All our conclusions and recommendations are listed in Chapter 7. They are summarised below.

We recommend that Parliament should establish a joint committee–made up of MPs and Peers–to exercise greater parliamentary oversight of HMRC and the settlements it reaches with multinationals. Like the Intelligence and Security Committee, the new Committee would examine confidential evidence in private. 

We recommend that the Treasury should urgently review the UK's corporate taxation regime and report back within a year with proposed changes to be made at home and pursued internationally, especially through the OECD

On the international front, we recognise that the Treasury are already working for early implementation of the OECD's Action Plan to tackle Base Erosion and Profit Shifting (BEPS). We recommend that the review should also consider other approaches to the taxation of multinational companies' profits, such as a destination-based cash flow tax.

In the UK, we recommend that the review should re-examine some fundamentals of the UK's corporation tax regime, including differential tax treatment of debt and equity and the scope for introduction of an allowance for corporate equity.

We recognise that the Treasury will already be working on policy initiatives against avoidance already announced by the Government, such as naming and shaming promoters of tax avoidance schemes, and self-certification of compliance with tax obligations by companies bidding for public contracts. We recommend that the review should also consider a series of anti-avoidance measures for the shorter term, such as:

(i) regulation of tax advisers; 

(ii) measures to penalise users of failed tax avoidance schemes; 

(iii) a requirement on companies with large operations in the UK to publish a proforma summary of their corporation tax returns, so as to bring about greater transparency. 

We also recommend that HMRC should be better resourced to deal effectively with the tax affairs of complex and well-resourced multinationals.

I welcome the report: some of its conclusions are clearly relevant and appropriate, I have highlighted those that make obvious sense. There are, however, some deeply worrying recommendations in there.

Giving allowances for equity rather than restricting relief for debt simply reduces, yet again, the tax paid on capital and shifts the burden of tax, once more onto ordinary people.
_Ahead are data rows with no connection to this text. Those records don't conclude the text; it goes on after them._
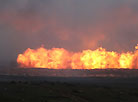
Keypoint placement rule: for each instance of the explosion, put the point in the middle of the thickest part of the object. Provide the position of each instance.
(60, 58)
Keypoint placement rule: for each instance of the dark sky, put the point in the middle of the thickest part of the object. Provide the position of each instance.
(71, 24)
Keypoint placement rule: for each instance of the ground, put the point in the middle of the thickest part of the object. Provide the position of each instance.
(26, 91)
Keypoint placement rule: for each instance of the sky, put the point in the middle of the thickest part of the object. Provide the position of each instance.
(75, 25)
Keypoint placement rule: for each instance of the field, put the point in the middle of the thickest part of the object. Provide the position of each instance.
(30, 88)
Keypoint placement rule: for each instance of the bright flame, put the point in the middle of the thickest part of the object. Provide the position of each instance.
(59, 58)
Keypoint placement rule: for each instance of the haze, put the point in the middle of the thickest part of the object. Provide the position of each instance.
(71, 24)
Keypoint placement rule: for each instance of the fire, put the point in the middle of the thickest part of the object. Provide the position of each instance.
(60, 58)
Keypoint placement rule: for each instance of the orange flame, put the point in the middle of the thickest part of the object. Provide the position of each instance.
(59, 58)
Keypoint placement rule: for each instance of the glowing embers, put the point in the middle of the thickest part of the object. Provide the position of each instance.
(59, 58)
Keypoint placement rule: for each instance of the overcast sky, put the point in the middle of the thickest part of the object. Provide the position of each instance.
(71, 24)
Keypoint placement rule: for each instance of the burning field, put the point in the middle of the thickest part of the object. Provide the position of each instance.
(60, 58)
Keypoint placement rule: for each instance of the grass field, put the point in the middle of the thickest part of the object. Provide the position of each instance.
(57, 91)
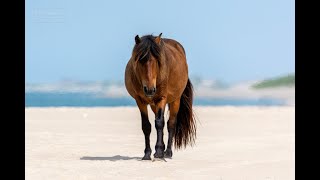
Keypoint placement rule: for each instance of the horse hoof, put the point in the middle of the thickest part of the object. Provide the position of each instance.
(146, 158)
(168, 154)
(158, 155)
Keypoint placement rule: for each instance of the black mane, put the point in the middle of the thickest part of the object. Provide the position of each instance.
(146, 47)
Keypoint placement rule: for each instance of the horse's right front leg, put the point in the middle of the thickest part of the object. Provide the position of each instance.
(146, 128)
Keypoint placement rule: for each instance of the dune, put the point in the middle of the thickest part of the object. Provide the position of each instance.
(233, 143)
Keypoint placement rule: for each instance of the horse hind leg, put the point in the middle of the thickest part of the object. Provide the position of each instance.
(174, 108)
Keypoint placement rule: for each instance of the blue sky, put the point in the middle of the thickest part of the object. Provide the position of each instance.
(229, 40)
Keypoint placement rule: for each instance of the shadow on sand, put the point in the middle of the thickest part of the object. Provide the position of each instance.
(112, 158)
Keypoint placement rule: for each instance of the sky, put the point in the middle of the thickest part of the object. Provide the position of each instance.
(229, 40)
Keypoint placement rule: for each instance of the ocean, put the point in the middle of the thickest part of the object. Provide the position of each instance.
(44, 99)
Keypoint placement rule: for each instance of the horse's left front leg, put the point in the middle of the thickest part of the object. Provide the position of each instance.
(159, 123)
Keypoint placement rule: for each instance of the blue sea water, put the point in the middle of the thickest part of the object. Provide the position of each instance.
(40, 99)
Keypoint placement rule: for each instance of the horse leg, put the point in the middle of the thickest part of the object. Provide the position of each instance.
(159, 123)
(173, 108)
(146, 128)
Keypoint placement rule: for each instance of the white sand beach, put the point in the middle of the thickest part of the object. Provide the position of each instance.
(233, 143)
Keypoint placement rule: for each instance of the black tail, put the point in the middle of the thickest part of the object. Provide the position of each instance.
(185, 130)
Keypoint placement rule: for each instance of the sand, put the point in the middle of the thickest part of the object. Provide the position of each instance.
(234, 143)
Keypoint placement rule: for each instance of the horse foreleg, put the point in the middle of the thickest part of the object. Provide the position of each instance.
(146, 128)
(159, 123)
(174, 108)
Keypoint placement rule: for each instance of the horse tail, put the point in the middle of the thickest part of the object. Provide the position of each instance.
(185, 128)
And a destination-based cash flow tax (a Prof Mike Devereux idea from the Oxford University Said Business School - funded as it is by very big business) is actually and very simply a suggestion to, in effect, increase VAT to replace corporation tax - which would again simply shift the burden of tax from capital onto ordinary people. It would also strip taxing rights out of poorer and developing countries where, of course, consumption is lower but need for corporate tax revenues is highest. This is a theme I will return to.

For now it is worth noting that this is a welcome report for the summary to provides of current thinking. But in terms of its economic logic it reveals a profoundly regressive view point that ignored evidence on unitary tax, gave too much weight to big business and its advisers and which reveals a poverty of thinking about how to really address the problem - which is the ability of multinational corporations to arbitrage the tax system to provide them with an inherent tax advantage, which the committee appeared unwilling to tackle based on my reading of the report, so far.